Given we're talking about Durban, I'm also guessing the municipal utility bill is going to the owner or the complex body corporate, and not the tenant.

I'd suggest the extra water usage is consequent of the fault, and the party responsible for the repair would also be liable for that consequent expense.

From a strictly contractual point of view, who is responsible will depend first on the rules as defined in the sectional title scheme or the share block scheme. If it falls within the individual section, then you would need to examine the rental agreement.

Mind you, even if it falls to the tenant in terms of the rental contract - if the owner was aware of a problem in the infrastructure (which it seems has been conceded already) and failed to disclose this to the prospective tenant prior to the signing of the contract, I'd lean pretty hard on Richard S's point above - doesn't the body corporate or the owner have a role to play here?

----------


## Houses4Rent

> Based on the question, I guess the Ethekwini water loss insurance scheme is only a Durban thing.


"The nominal monthly premium, which is raised on the consolidated bill and forwarded to a private insurance company, covers part of the cost of additional water used as a result of the leak."
Looks like a third party inurance and council is only collecting the premium. Which leads to the question whether the owners/body corporates building insurance might have such water los cover on that policy already.




> I'd suggest the extra water usage is consequent of the fault, and the party responsible for the repair would also be liable for that consequent expense.


That would imply that it had been repaired before and was still under warranty. Otherwise one cannot make the new plumber responsible for the old plumbers or original developers f-up.

----------


## Dave A

> Originally Posted by Dave A
> 
> 
> I'd suggest the extra water usage is consequent of the fault, and the party responsible for the repair would also be liable for that consequent expense.
> 
> 
> That would imply that it had been repaired before and was still under warranty. Otherwise one cannot make the new plumber responsible for the old plumbers or original developers f-up.

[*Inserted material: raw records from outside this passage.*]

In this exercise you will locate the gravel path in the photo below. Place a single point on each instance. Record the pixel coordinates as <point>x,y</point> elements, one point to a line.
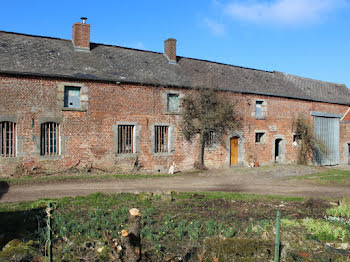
<point>266,180</point>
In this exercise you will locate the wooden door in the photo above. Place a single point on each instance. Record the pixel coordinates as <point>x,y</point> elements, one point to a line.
<point>234,151</point>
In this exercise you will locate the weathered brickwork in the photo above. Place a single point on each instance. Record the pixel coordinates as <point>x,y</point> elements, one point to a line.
<point>89,137</point>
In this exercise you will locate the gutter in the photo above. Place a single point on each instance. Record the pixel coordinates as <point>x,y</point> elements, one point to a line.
<point>115,81</point>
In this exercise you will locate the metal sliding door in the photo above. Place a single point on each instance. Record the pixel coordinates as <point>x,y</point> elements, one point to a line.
<point>326,130</point>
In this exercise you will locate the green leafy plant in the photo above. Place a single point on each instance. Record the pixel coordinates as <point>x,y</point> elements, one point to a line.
<point>205,115</point>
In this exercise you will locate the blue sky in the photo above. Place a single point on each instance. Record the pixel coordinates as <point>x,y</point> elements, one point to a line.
<point>309,38</point>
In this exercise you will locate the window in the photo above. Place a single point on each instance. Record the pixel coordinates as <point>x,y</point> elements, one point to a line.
<point>72,97</point>
<point>161,139</point>
<point>173,103</point>
<point>296,139</point>
<point>211,139</point>
<point>49,144</point>
<point>258,109</point>
<point>7,139</point>
<point>125,139</point>
<point>259,137</point>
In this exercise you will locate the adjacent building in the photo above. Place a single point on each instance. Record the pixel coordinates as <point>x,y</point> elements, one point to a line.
<point>67,103</point>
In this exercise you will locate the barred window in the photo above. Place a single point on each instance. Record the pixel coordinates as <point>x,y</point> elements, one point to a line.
<point>259,137</point>
<point>161,139</point>
<point>125,139</point>
<point>211,139</point>
<point>72,97</point>
<point>173,103</point>
<point>49,144</point>
<point>258,109</point>
<point>7,139</point>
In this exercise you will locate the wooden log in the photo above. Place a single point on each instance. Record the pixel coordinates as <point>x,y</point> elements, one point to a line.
<point>116,249</point>
<point>130,239</point>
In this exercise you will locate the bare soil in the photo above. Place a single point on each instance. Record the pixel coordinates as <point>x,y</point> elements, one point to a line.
<point>273,180</point>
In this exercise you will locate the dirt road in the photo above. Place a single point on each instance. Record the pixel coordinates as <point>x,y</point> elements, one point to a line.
<point>267,180</point>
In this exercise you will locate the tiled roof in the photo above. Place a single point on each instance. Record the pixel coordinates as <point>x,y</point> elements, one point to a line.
<point>36,55</point>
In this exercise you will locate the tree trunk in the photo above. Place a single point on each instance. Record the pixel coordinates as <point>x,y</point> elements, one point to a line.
<point>129,249</point>
<point>130,239</point>
<point>201,151</point>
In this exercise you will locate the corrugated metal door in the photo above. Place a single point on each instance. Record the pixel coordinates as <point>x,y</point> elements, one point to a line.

I suggest we missed each other on the point - 

My point is if the owner is responsible for the cost of repair, it is the owner that should also be responsible for the extra water bill as it is consequent to the damage being repaired.
Similarly if it is the tenant's responsibility, or the body corporate's, etc. ...

----------


## Kirsten

Our landlord has now got back to us to say that she has since found out from the people who drafted the lease agreement that it is her responsibility to pay for the water bill. Thank you to everyone for your input.

----------